A escalada dos conflitos armados ao redor do mundo e o enfraquecimento das instituições multilaterais têm reacendido o debate internacional sobre o papel da diplomacia e da defesa dos direitos humanos. Nesse cenário, a voz do Papa Leão XIV tem ganhado destaque como um dos principais apelos globais pela paz.

Primeiro pontífice norte-americano e integrante da ordem agostiniana, Leão XIV vem adotando um discurso firme contra a guerra e contra o uso da força como instrumento político. Em pronunciamentos recentes no Vaticano, o papa criticou o avanço da chamada “diplomacia da força” e alertou para o risco do enfraquecimento do multilateralismo e das instituições internacionais criadas após a Segunda Guerra Mundial.

Para a advogada internacional e ex-parlamentar italiana Renata Bueno, a posição do pontífice representa um marco importante no atual contexto geopolítico.

Segundo Renata, o discurso do Papa Leão XIV ultrapassa o campo religioso e se consolida como um chamado ético e civilizatório diante da crescente banalização dos conflitos armados.

“Ao denunciar os belicistas e a diplomacia da força, o Papa reposiciona o debate mundial. Não se trata apenas de política, mas de um imperativo moral e humanitário”, afirma.

A ex-deputada destaca que o atual cenário internacional demonstra sinais preocupantes de desgaste das normas construídas no pós-guerra, especialmente em relação à preservação das fronteiras, ao respeito aos direitos humanos e à atuação de organismos internacionais como a Organização das Nações Unidas.

Renata também reforça que a defesa da paz deve ser compreendida como uma obrigação ética e jurídica, e não apenas como uma pauta diplomática.

“A defesa da paz não é opção; é um imperativo ético e jurídico. É o único caminho capaz de preservar a dignidade humana”, declara.

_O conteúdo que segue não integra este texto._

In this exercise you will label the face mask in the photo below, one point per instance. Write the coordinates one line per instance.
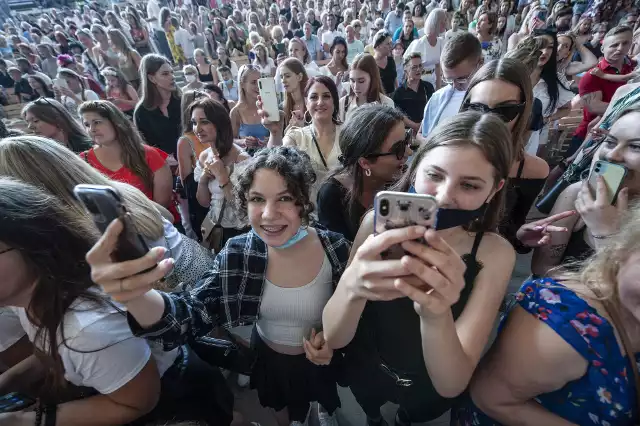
(450, 218)
(302, 232)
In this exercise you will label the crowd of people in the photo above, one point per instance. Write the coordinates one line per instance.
(265, 256)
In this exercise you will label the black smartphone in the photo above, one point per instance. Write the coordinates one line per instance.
(104, 204)
(15, 402)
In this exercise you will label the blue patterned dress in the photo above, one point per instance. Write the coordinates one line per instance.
(606, 394)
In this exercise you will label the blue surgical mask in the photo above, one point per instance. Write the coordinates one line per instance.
(450, 218)
(302, 232)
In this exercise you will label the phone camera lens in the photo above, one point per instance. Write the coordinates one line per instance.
(384, 207)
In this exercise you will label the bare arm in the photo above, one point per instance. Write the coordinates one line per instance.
(520, 367)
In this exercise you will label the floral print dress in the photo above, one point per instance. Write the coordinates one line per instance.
(606, 394)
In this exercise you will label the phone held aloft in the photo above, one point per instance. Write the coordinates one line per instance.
(104, 204)
(393, 210)
(613, 176)
(269, 97)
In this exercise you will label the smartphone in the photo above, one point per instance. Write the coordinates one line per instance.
(15, 402)
(393, 210)
(269, 96)
(613, 175)
(104, 204)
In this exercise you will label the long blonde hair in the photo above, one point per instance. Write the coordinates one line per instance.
(51, 166)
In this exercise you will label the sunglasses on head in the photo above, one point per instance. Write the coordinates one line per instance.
(506, 112)
(398, 149)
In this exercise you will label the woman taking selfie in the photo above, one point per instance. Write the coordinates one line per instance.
(365, 87)
(374, 146)
(128, 380)
(120, 154)
(443, 297)
(292, 265)
(215, 167)
(582, 364)
(50, 119)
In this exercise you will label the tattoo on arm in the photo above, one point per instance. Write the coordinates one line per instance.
(557, 250)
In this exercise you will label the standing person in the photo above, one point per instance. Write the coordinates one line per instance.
(366, 86)
(374, 148)
(157, 116)
(431, 342)
(430, 47)
(139, 33)
(384, 61)
(50, 119)
(412, 96)
(597, 92)
(128, 58)
(119, 91)
(461, 58)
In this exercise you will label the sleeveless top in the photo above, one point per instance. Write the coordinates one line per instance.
(606, 394)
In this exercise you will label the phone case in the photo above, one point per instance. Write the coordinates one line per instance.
(613, 175)
(269, 96)
(104, 205)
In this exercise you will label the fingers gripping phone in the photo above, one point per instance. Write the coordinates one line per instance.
(269, 96)
(104, 204)
(613, 176)
(393, 210)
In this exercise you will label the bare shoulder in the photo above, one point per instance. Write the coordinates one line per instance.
(535, 167)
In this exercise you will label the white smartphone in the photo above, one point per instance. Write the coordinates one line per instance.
(269, 96)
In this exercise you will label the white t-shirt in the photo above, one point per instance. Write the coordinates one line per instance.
(99, 350)
(10, 328)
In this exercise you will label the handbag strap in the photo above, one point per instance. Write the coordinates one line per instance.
(614, 314)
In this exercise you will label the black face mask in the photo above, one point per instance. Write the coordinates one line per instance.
(450, 218)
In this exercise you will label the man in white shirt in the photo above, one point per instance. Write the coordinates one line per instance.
(461, 58)
(354, 46)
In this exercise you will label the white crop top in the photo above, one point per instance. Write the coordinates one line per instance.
(287, 315)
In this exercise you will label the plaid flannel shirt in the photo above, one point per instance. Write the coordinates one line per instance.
(229, 295)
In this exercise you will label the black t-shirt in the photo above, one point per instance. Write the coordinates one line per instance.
(413, 103)
(159, 130)
(388, 76)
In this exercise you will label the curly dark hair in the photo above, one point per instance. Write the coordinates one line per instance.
(290, 163)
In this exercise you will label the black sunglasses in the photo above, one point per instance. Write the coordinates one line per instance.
(398, 149)
(506, 112)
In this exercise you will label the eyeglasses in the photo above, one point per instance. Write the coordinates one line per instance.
(398, 149)
(506, 112)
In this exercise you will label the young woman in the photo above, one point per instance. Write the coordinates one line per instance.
(139, 33)
(547, 87)
(486, 33)
(216, 165)
(206, 70)
(75, 92)
(292, 265)
(580, 366)
(128, 58)
(374, 146)
(263, 62)
(593, 225)
(366, 86)
(40, 87)
(247, 125)
(119, 91)
(320, 139)
(503, 87)
(440, 305)
(157, 116)
(50, 119)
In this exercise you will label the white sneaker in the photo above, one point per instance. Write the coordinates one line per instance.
(243, 381)
(326, 419)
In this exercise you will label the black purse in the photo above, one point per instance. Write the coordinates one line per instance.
(225, 353)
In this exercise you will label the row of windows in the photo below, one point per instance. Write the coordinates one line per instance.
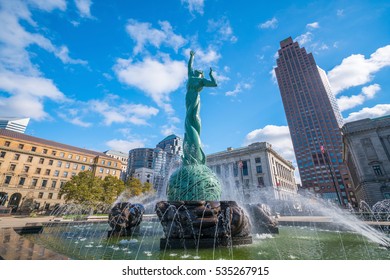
(54, 153)
(34, 182)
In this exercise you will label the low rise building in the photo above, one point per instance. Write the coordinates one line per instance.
(35, 169)
(366, 151)
(124, 158)
(249, 169)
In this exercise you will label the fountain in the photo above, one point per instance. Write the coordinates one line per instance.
(195, 223)
(193, 216)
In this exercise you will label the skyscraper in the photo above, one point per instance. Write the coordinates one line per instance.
(314, 121)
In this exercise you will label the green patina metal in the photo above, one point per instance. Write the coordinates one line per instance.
(194, 180)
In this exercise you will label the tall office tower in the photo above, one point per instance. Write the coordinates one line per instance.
(314, 121)
(14, 124)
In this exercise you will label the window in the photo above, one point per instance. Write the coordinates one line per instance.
(21, 181)
(377, 170)
(7, 180)
(34, 182)
(260, 181)
(245, 168)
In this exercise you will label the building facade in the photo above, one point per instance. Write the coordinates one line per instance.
(138, 158)
(367, 154)
(315, 123)
(248, 170)
(124, 158)
(35, 169)
(14, 124)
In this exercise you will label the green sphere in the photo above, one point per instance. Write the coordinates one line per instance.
(192, 183)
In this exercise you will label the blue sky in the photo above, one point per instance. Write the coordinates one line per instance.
(111, 74)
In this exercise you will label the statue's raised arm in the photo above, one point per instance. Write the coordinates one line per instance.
(190, 63)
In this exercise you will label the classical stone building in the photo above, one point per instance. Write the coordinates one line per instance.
(34, 170)
(246, 171)
(367, 154)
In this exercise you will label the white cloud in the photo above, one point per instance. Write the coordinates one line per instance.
(168, 129)
(124, 145)
(356, 70)
(84, 7)
(304, 38)
(194, 6)
(49, 5)
(377, 111)
(269, 24)
(349, 102)
(280, 139)
(278, 136)
(313, 25)
(137, 114)
(27, 95)
(239, 88)
(74, 120)
(19, 77)
(156, 78)
(144, 34)
(222, 29)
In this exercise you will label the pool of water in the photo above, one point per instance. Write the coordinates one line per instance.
(90, 241)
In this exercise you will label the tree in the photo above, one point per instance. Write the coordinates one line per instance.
(112, 188)
(83, 188)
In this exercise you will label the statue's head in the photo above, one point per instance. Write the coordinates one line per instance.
(198, 73)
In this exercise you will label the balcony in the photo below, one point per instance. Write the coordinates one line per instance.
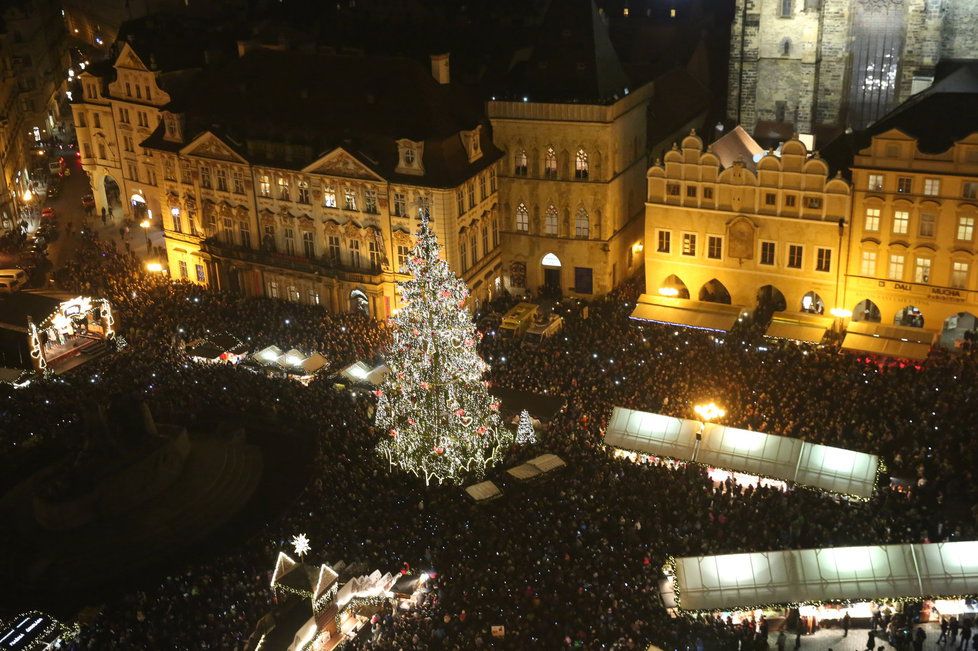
(321, 265)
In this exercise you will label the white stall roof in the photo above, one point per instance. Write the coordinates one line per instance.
(799, 576)
(754, 453)
(641, 431)
(686, 313)
(837, 470)
(745, 451)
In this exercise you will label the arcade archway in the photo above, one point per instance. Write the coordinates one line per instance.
(713, 291)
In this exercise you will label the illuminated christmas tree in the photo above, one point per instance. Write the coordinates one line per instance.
(524, 431)
(438, 419)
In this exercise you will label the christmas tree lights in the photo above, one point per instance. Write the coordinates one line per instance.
(437, 417)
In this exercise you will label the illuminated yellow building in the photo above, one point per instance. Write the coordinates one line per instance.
(771, 233)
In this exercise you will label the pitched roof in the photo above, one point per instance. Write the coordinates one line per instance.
(937, 117)
(573, 60)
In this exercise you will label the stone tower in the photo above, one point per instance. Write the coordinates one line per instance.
(797, 65)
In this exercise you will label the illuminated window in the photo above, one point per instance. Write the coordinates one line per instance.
(550, 220)
(582, 224)
(522, 218)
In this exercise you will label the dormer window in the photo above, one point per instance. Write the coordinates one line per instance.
(409, 156)
(472, 145)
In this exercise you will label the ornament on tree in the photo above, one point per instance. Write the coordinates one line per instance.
(434, 398)
(524, 430)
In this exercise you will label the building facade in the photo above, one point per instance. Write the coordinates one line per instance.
(773, 235)
(318, 205)
(796, 65)
(575, 137)
(914, 218)
(33, 65)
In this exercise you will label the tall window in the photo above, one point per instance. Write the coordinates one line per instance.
(921, 270)
(867, 265)
(901, 222)
(244, 233)
(872, 219)
(714, 247)
(400, 204)
(370, 201)
(355, 253)
(289, 241)
(581, 170)
(374, 252)
(966, 228)
(519, 163)
(959, 274)
(823, 260)
(795, 256)
(522, 218)
(663, 242)
(582, 224)
(550, 164)
(550, 220)
(896, 266)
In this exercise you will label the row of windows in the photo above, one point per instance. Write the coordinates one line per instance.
(926, 226)
(770, 198)
(905, 185)
(582, 223)
(465, 196)
(582, 168)
(794, 254)
(922, 266)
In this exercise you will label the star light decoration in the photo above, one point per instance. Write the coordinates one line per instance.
(300, 544)
(434, 409)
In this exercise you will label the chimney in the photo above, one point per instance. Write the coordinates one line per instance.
(439, 68)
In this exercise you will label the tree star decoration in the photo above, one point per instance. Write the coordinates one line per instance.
(442, 423)
(524, 431)
(300, 544)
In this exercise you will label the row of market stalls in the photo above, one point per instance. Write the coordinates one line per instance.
(752, 457)
(860, 337)
(937, 573)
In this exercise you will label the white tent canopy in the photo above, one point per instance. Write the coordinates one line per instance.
(745, 451)
(799, 576)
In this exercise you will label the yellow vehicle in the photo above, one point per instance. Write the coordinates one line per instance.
(517, 320)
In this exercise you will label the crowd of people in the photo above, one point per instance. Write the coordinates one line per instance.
(571, 561)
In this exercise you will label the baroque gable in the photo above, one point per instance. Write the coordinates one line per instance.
(207, 145)
(342, 163)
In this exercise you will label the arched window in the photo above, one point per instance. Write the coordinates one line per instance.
(522, 218)
(582, 225)
(550, 220)
(550, 164)
(581, 167)
(520, 163)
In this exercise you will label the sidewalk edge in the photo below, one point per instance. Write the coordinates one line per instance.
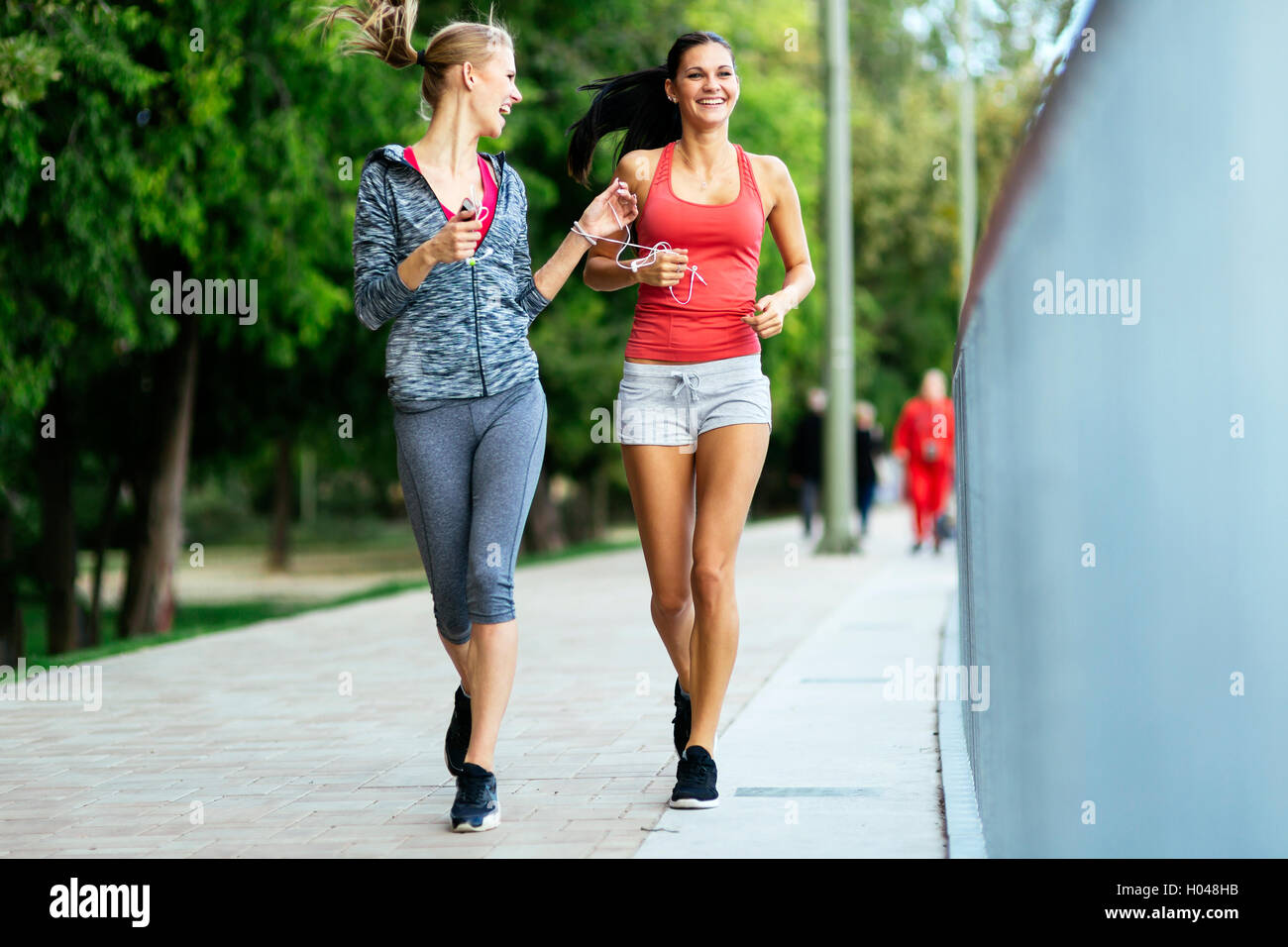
(961, 806)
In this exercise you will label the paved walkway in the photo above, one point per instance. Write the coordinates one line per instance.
(245, 744)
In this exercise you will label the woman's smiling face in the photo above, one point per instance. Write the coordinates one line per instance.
(493, 93)
(706, 84)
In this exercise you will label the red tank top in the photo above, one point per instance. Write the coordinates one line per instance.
(724, 244)
(489, 191)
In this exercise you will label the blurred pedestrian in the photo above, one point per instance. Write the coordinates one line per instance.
(923, 442)
(805, 459)
(867, 446)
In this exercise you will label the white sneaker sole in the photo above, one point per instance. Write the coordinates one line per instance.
(489, 821)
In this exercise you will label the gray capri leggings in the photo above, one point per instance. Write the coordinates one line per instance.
(469, 470)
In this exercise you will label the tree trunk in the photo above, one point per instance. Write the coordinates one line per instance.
(279, 538)
(54, 463)
(597, 502)
(545, 531)
(149, 603)
(104, 535)
(12, 639)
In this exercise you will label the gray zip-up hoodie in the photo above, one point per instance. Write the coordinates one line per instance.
(464, 331)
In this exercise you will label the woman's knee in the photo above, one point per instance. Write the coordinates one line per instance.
(671, 603)
(711, 581)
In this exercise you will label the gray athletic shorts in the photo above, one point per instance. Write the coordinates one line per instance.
(674, 403)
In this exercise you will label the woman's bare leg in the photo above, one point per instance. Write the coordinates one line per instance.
(661, 483)
(493, 652)
(729, 462)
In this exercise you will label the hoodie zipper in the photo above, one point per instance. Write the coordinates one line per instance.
(475, 286)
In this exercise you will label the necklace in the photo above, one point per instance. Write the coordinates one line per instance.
(702, 184)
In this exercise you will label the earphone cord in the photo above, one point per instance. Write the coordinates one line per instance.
(640, 262)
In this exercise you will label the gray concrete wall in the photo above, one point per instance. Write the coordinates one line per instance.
(1112, 684)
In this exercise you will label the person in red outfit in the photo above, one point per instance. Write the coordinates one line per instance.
(923, 442)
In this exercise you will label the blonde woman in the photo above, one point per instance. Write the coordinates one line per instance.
(441, 254)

Com trajetória marcada pela atuação em defesa da cidadania italiana no Brasil e pela participação na Comissão de Relações Exteriores da Câmara dos Deputados italiana, Renata afirma que sempre buscou fortalecer o diálogo entre países e construir pontes diplomáticas.

“Acredito, com convicção, que o diálogo é a ferramenta mais poderosa da política e do direito. Violência gera apenas mais violência. Guerra não resolve conflitos; ela os multiplica”, ressalta.

A advogada também chama atenção para a importância do Direito Internacional Humanitário, das Convenções de Genebra e da Carta das Nações Unidas como pilares fundamentais da convivência internacional.

De acordo com ela, o enfraquecimento dessas normas representa um risco direto à estabilidade global e abre espaço para a impunidade e para o agravamento das crises humanitárias.

“Não podemos aceitar a violência como solução. A defesa da vida deve prevalecer sobre interesses políticos, territoriais ou econômicos”, afirma.

Ao final, Renata Bueno reforça o apelo para que líderes políticos, instituições e cidadãos priorizem o diálogo e a mediação diante dos conflitos contemporâneos.

“A paz não é utopia. É uma construção diária que exige coragem, humildade e compromisso com a humanidade compartilhada. O futuro depende das decisões tomadas agora”, conclui.